Another funny scene worth mentioning is when Laurie and two other actresses are filming a commercial for frozen waffles, dressed in old-fashioned "farm housewife" outfits. The three actresses are placed in front of an American flag, and told by an oafish director how to sing the waffles jingle. "Sing it down on your knees, like Al Jolson." (I've heard actors like Morgan Freeman complain that they actually had to do silly commercials like this one when they were just starting out!)

A few days later, Laurie goes to audition for a musical film - and wouldn't you know it, her one-night stand Chris Nolan is the director! (A director named Chris Nolan? Yeah, right! Like that would ever happen!)

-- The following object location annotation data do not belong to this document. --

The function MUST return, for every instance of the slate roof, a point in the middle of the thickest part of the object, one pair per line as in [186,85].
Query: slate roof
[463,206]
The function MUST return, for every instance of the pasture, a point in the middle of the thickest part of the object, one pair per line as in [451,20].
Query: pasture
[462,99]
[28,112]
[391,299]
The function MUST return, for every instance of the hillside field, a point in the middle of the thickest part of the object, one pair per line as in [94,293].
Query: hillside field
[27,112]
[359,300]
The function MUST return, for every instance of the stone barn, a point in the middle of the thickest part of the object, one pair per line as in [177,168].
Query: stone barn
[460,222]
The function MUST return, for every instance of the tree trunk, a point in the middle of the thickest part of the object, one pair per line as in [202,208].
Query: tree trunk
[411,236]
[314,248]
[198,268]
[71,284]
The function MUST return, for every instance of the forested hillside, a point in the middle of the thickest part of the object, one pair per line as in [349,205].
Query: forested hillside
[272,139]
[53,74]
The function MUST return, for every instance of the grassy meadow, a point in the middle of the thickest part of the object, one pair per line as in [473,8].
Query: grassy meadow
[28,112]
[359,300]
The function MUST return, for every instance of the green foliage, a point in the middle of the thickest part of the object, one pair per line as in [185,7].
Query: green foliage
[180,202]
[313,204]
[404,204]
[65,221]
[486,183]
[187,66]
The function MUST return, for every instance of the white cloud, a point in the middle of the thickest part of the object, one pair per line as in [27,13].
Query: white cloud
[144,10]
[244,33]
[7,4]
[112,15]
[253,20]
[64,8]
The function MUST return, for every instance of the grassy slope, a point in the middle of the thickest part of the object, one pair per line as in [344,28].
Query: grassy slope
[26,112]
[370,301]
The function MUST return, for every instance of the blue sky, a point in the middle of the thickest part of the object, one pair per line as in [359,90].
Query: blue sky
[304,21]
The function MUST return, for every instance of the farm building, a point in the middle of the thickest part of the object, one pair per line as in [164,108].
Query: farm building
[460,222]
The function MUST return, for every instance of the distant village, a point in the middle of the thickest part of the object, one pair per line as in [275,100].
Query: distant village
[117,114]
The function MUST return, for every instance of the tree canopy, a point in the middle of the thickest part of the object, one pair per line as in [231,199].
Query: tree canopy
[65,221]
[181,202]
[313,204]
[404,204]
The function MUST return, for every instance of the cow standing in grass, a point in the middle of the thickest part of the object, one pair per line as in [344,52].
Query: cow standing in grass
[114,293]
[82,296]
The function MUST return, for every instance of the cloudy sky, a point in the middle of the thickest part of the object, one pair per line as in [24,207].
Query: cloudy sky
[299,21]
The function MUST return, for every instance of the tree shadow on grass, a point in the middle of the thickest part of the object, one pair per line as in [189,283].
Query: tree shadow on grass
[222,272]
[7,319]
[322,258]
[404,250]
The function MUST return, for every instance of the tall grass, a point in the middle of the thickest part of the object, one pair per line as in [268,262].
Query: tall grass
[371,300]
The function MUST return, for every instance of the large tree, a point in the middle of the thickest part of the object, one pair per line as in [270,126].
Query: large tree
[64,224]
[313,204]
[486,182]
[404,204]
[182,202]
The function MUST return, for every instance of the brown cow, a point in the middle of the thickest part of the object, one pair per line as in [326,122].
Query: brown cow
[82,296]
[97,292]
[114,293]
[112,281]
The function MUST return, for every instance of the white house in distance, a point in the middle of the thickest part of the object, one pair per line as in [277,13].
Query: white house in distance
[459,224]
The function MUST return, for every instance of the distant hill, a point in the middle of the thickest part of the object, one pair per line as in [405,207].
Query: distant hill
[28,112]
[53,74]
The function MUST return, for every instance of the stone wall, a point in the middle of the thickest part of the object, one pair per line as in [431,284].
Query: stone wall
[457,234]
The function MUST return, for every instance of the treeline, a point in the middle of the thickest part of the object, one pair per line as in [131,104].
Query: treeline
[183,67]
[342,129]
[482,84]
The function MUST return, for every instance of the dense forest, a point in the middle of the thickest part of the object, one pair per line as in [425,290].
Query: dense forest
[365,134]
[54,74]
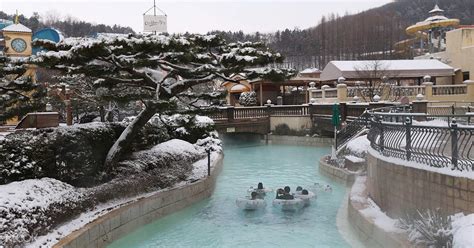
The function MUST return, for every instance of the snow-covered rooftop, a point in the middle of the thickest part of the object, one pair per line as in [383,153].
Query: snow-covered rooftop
[391,68]
[436,9]
[310,70]
[239,88]
[17,28]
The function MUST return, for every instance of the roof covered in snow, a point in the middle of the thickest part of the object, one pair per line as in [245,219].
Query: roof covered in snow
[436,9]
[310,70]
[391,68]
[17,28]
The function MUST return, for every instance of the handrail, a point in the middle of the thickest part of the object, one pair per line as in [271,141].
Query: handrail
[396,135]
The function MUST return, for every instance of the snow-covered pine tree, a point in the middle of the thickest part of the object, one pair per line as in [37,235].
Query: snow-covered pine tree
[160,70]
[18,93]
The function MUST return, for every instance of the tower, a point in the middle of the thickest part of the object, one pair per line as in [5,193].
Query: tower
[17,40]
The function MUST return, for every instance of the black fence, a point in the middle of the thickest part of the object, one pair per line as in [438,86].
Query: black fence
[438,141]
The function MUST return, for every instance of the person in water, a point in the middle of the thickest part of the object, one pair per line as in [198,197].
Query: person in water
[253,196]
[280,193]
[286,194]
[299,189]
[260,191]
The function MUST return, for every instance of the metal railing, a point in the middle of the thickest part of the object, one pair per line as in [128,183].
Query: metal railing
[437,144]
[449,89]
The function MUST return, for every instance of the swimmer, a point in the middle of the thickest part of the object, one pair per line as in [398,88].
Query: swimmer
[299,188]
[253,196]
[280,193]
[328,188]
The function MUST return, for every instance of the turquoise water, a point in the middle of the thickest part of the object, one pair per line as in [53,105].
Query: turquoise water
[217,222]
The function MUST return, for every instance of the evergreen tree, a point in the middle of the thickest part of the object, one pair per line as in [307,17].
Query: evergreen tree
[19,94]
[159,70]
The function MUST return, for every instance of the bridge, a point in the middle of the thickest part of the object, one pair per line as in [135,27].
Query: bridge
[264,119]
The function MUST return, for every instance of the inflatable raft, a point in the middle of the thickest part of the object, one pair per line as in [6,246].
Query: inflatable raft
[248,204]
[289,205]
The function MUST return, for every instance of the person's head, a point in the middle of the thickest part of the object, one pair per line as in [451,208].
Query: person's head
[253,195]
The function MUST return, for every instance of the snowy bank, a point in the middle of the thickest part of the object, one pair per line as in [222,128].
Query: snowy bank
[463,230]
[443,170]
[48,240]
[371,210]
[29,207]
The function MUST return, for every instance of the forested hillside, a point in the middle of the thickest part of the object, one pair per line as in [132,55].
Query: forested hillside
[70,27]
[367,35]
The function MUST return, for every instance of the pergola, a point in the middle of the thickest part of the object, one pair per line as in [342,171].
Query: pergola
[271,90]
[398,70]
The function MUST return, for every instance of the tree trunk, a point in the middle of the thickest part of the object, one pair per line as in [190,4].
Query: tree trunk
[122,144]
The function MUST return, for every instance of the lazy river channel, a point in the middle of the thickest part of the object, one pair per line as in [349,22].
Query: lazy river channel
[217,222]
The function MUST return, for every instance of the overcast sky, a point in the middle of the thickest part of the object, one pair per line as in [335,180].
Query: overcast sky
[198,15]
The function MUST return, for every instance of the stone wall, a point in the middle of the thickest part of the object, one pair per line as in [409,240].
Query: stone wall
[126,219]
[397,189]
[297,140]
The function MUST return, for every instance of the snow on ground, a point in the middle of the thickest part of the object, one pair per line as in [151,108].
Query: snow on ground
[354,159]
[372,211]
[26,203]
[359,145]
[48,240]
[413,164]
[463,230]
[358,188]
[380,218]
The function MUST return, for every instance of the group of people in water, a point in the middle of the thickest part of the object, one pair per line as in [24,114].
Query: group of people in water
[284,199]
[284,194]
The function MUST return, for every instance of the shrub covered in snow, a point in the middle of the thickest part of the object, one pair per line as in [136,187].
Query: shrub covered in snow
[76,154]
[170,153]
[429,227]
[248,98]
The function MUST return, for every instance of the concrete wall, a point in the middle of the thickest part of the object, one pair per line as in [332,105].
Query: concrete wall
[396,189]
[294,122]
[335,173]
[124,220]
[367,231]
[297,140]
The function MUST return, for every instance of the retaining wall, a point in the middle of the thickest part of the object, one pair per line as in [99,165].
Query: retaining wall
[298,140]
[397,188]
[335,173]
[294,122]
[368,232]
[124,220]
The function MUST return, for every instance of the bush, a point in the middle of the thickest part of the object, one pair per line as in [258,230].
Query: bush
[76,154]
[248,98]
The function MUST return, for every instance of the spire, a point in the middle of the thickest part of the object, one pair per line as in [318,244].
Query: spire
[16,17]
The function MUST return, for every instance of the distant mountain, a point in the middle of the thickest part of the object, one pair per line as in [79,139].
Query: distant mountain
[370,34]
[69,27]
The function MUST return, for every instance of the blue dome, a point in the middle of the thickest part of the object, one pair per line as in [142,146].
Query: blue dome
[46,34]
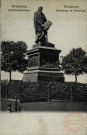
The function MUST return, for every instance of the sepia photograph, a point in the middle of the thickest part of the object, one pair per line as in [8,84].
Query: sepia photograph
[44,61]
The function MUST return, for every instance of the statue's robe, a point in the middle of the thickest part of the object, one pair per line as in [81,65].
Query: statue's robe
[39,20]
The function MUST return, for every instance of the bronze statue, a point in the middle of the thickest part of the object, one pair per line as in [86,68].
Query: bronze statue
[39,20]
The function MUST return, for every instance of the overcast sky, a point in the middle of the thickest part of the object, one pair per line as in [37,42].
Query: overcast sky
[69,29]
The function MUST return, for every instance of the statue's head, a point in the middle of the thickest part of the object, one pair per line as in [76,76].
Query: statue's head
[40,9]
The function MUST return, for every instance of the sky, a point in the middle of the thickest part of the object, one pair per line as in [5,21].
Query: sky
[69,29]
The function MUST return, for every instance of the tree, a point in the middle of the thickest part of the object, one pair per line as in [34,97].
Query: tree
[13,56]
[75,62]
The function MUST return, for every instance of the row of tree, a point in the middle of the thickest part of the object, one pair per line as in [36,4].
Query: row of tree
[13,58]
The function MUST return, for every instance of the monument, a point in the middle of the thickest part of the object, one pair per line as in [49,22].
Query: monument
[43,58]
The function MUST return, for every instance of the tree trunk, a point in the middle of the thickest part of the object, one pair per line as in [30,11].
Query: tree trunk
[10,75]
[75,78]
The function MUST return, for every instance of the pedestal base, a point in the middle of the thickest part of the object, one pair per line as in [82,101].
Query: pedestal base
[37,75]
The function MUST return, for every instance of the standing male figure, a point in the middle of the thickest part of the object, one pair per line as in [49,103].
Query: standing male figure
[39,20]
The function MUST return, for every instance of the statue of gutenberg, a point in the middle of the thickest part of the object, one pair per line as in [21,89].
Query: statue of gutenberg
[39,20]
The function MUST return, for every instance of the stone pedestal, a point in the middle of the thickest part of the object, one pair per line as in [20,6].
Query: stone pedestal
[43,64]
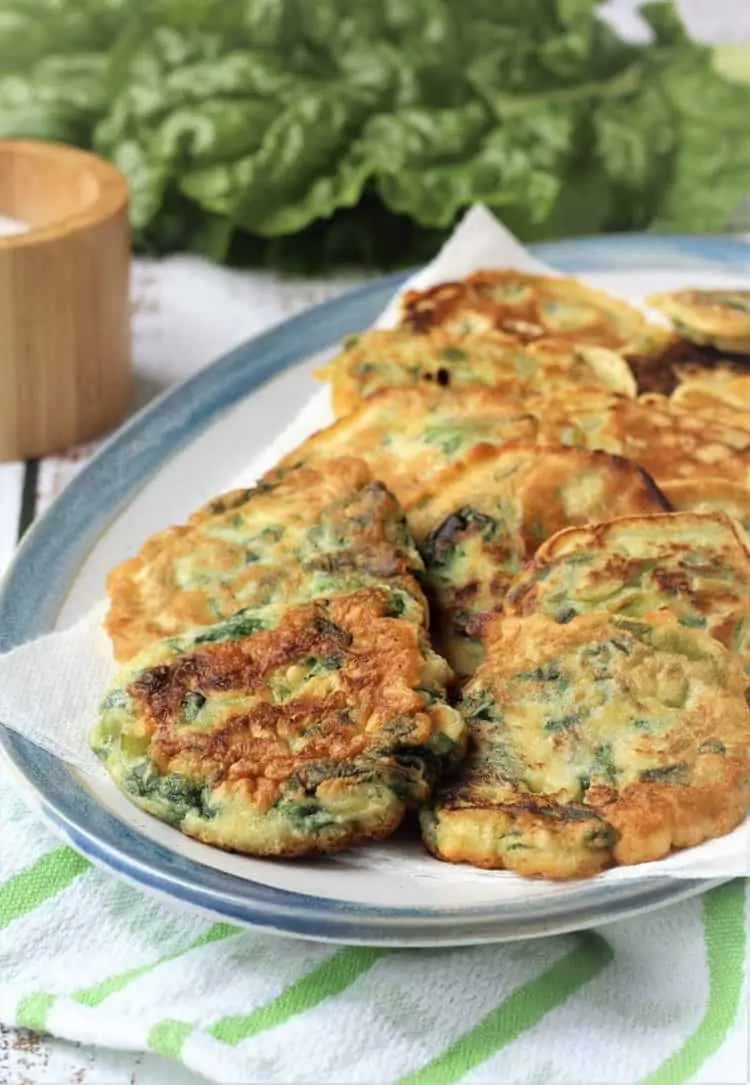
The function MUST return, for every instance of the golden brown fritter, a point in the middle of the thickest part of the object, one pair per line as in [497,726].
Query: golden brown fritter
[407,435]
[662,360]
[660,436]
[696,564]
[525,306]
[299,534]
[723,397]
[397,358]
[604,741]
[486,515]
[710,495]
[720,318]
[284,730]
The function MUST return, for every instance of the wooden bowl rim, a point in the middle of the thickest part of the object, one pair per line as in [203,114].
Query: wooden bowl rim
[110,200]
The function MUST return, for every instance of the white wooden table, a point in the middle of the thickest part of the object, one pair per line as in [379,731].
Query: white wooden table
[186,314]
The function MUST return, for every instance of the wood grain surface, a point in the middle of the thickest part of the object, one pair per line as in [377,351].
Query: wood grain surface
[64,316]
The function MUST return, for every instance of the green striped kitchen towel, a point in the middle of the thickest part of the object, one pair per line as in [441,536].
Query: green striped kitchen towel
[662,998]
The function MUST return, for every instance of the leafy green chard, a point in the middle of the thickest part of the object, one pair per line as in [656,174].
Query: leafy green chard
[277,131]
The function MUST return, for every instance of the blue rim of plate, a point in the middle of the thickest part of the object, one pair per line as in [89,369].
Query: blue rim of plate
[53,550]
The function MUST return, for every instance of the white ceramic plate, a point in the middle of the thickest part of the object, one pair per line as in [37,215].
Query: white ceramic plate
[191,444]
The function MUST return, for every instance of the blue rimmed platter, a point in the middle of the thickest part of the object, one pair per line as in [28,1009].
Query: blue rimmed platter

Laurie decides to sing him a song that she's written, "You Light Up My Life." As soon as she starts to "sing," you know right away that Didi Conn is just lip-synching the words, and her singing voice is being dubbed. Laurie's "highly-trained Broadway-caliber singing voice" does not match with Didi Conn's mousy, barely-audible, Brooklyn-accented speaking voice. (Ukrainian singer Kasey Cisyk did the dubbing, and sued Joseph Brooks when she wasn't credited in the movie.)

Throughout the movie, Laurie is so shy and soft-spoken and apologetic that even when she's being handed her "Golden Opportunity on a Silver Platter," she's still begging off! At the audition where she sings her song, when Chris is insisting that she sing, she keeps telling the orchestra conductor, "Oh, we don't have to do this now, if you don't want to!" (I was almost shouting at her, "Shut up and SING, you idiot!")

Laurie is such a major wimpette that you get the feeling a girl like this would never make it in cut-throat Hollywood! And if she did make it, she wouldn't be very happy. She seems to stay in show business because it's the only life she's ever known.

In "Grease," Frankie Avalon told Didi Conn, "You've got the dream, but not the drive." In "You Light Up My Life," Laurie has the opposite problem. She's got the drive, but not the dream. And that makes this movie awful and terrible to sit through!